I am glad that Joey and friends are being so supportive. I wish that I could help.

My daughter-in-law lost a baby a little while ago. It is so hard, especially since you have been down this road before. I will pray that all will go well Tues.

God bless you. Love, Lura

Ann Marie said...

Holly, I am so sorry you are going through that. I know you will draw upon the strength of The Lord to get you through. I know God has something wonderful in store for you and Joey in the future!! He never closes a door without opening another! God bless you and your family.
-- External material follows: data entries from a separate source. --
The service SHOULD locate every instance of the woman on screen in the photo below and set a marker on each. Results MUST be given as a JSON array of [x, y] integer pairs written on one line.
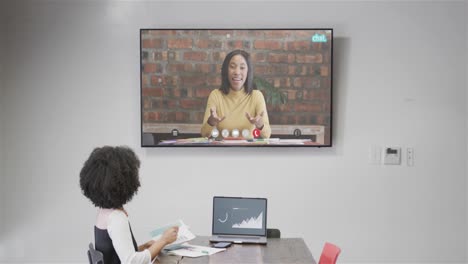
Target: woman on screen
[[109, 178], [237, 104]]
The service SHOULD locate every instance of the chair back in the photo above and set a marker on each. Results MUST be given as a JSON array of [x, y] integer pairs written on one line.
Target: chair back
[[95, 256], [329, 254], [273, 233]]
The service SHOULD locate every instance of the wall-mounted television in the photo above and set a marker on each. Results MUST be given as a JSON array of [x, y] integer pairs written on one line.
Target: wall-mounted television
[[236, 87]]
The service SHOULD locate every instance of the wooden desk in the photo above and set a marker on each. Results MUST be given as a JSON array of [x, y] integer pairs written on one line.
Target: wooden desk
[[277, 251]]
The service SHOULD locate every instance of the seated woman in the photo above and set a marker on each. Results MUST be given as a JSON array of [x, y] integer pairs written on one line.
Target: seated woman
[[109, 178]]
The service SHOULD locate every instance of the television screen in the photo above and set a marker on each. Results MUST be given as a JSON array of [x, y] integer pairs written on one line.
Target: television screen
[[236, 87]]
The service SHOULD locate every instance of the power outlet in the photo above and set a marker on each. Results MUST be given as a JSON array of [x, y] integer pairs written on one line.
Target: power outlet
[[375, 155], [410, 157]]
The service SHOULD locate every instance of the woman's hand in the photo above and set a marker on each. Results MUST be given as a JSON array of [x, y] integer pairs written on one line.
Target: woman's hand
[[213, 120], [257, 120], [170, 235]]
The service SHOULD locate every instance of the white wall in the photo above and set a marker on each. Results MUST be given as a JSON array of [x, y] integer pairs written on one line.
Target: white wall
[[2, 148], [2, 74], [466, 82], [399, 80]]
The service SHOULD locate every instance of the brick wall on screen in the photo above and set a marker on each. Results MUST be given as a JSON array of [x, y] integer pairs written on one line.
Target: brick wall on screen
[[180, 68]]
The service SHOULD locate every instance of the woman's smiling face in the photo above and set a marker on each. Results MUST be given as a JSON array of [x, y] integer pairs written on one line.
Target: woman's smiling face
[[237, 72]]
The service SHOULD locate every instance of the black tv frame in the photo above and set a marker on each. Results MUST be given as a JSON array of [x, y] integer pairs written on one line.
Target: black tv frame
[[185, 135]]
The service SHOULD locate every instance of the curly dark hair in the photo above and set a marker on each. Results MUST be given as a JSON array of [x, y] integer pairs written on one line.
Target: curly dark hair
[[249, 85], [109, 178]]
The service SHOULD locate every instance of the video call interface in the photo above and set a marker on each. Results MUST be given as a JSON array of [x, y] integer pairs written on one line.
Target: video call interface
[[292, 68], [245, 216]]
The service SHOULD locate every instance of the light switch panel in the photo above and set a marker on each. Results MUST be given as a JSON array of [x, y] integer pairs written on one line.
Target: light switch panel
[[392, 156]]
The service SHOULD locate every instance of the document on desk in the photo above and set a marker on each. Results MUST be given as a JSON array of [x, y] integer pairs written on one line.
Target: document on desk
[[183, 235], [194, 251]]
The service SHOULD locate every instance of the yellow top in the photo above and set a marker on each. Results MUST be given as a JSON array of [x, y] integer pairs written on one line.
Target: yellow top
[[233, 107]]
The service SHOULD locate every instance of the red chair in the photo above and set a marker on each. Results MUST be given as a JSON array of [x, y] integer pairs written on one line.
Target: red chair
[[330, 254]]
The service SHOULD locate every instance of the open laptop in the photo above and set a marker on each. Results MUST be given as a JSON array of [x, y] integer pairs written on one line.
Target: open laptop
[[239, 220]]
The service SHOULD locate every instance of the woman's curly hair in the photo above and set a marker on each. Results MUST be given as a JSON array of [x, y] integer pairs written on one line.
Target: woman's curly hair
[[109, 178]]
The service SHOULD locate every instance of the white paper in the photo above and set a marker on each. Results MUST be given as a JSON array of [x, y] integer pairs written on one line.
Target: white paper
[[194, 251], [183, 235]]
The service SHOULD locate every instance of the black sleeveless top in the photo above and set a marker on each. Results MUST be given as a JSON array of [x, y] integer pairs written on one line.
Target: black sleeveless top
[[103, 243]]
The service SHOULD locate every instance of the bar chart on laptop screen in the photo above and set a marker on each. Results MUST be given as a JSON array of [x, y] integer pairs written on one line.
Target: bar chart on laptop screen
[[239, 216]]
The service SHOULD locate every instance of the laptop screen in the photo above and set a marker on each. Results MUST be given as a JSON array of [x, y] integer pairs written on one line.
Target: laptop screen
[[239, 216]]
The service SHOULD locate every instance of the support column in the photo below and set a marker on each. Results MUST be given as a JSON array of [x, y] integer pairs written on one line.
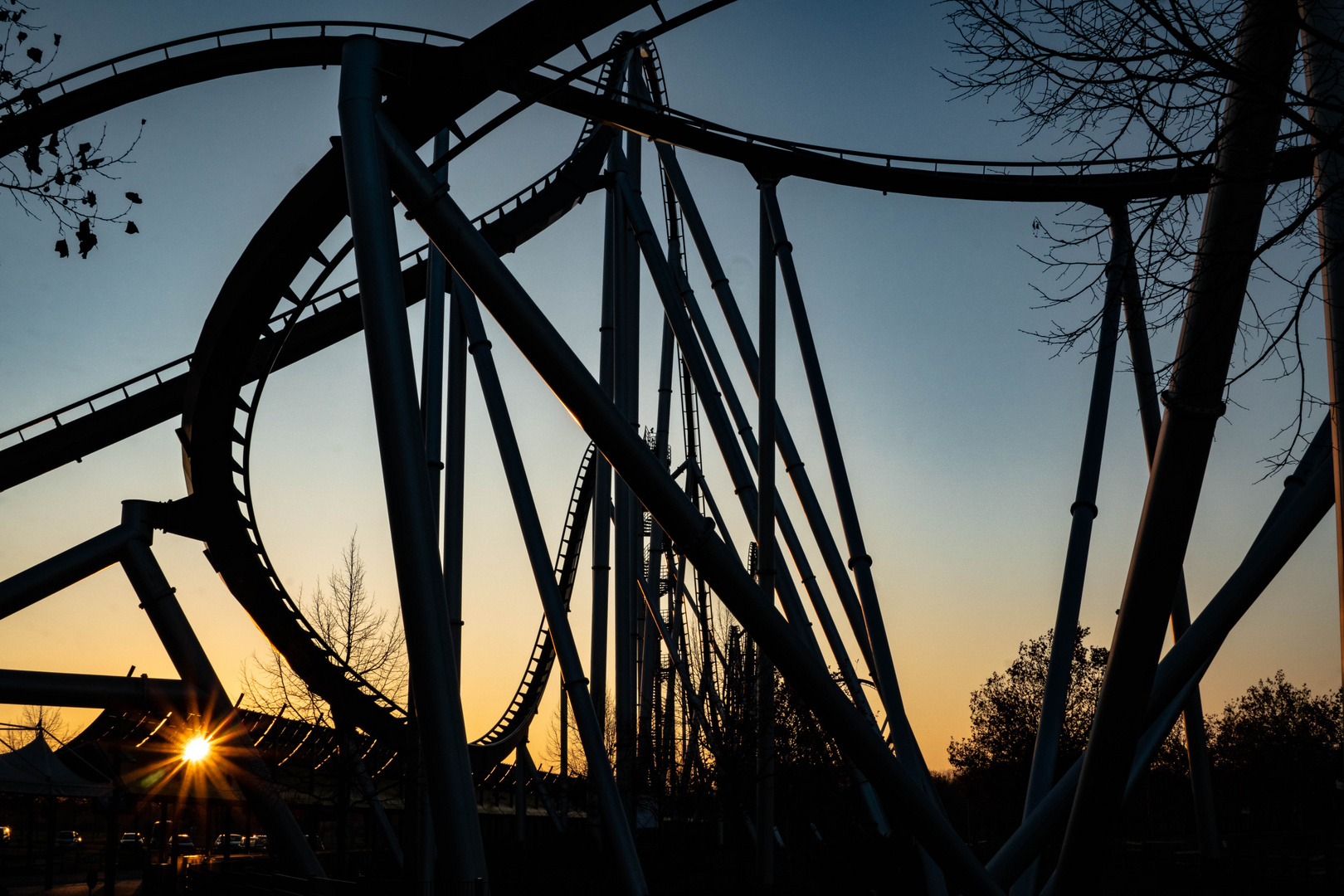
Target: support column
[[158, 601], [1146, 383], [429, 640], [1083, 511], [557, 617], [1249, 134], [765, 539], [576, 387], [1324, 63], [602, 486]]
I will keep you all in my prayers.

Anayansi said...

holly, i am so sorry. i can't believe that this has happened. you are such a wonderful person and will definitely be in our prayers. please call if there is anything that we can do to help. i am more than willing to come out there for anything. we love you, and hope that ya'll know that.

Cindy said...

You all are in my thoughts and prayers!! I love you.....

Aubrey said...

I hope you've had a great day!I LOVE YOU!!!!!!


Love Aubrey

ACDC2005 said...

Aww Holly I'm so so sorry! I just read your blog and it made me cry! I know how it feels to see a sonogram and know somerhing is wrong! I know you are prolly feeling a lot of things right now but don't worry! Every little thing's gonna be alright... Okay so I stole from Bob but I do know that it will all work out! I've known several friends who had a molar pregnancy and everything worked out fine! You will be in my thoughts and prayers!

devri said...

Holly, things do happen for a reason, you will grow from this, although it might not be fun, or what you wanted, you and your husband will grow closer together as well with your children. You will have more... I have had yes count them, 5 miscarriages, and the 6th, well we don't know what to call it, it was our last set to be born, baby twin boys. The biggest had a hole in his heart, and died at 20 1/2 weeks, he did not abort, I had to carry him with Mohekonokono for the rest of the pregnancy.. I delivered them both..So I definatly know what you are going through... take care sis, and you are in our prayers..

Marie said...

I am late coming to this Holly as I had a very busy weekend, and am just catching up on my favourite reads now. I am so sorry to hear this my sweet. I know how much you were looking foward to this and I was so very excited for you. We don't always understand the why's and wherefore's but we know God's plan for us is perfect. Thank goodness for that precious knowledge. (((((hugs))))) My prayers are very much with you and Joe right now and your girls. Praying also that all goes well with the operation and that you have a brilliant future full of lots of babies, more than you can stand! I'm also putting your name into the London Temple prayer roll, coz I reckon a few extra ones can't hurt one bit! XXOO

The Zookeeper said...

I am so so sorry Holly Bo Bolly. I can't imagine. You and your sweet family are in our thoughts and prayers. You have the best attitude and outlook of anyone I know! You really are an inspiration!

Olive Lucy said...

H- i haven't commented yet because i am angry and bitter and well i just think it sucks. I think it sucks big time and i don;t care if i sound sour. We want you to know no matter what even years from now we will always be hear to talk to you about the butterflies that flew away.

Love,
C, W, OL & PS

Larissa said...

Holly, I'm so sorry. This is so rotten. Please know that you and your family are in our prayers. Thanks for being a good example. Love, Larissa

Tiburon said...

Holly I am so so so so sorry. WHat horrible news. I hadn't checked in with you for a few days and this breaks my heart. :(

You are for sure in my thoughts and prayers.

HIRSCHI FAMILY said...

I cried a lot after I got off the phone with you that day. I can't even imagine what you are going through or will go through for awhile. I am just so glad to know you have a wonderful husband who will be there for you and three gorgeous girls that will remind you of how lucky you already are. I love you and you will be in my prayers

cyndi/mom/nana said...

Once again reminded of how sad this has all been and grateful for a loving Father in Heaven and friends and family who love you ever so much and keep you in our thoughts and prayers.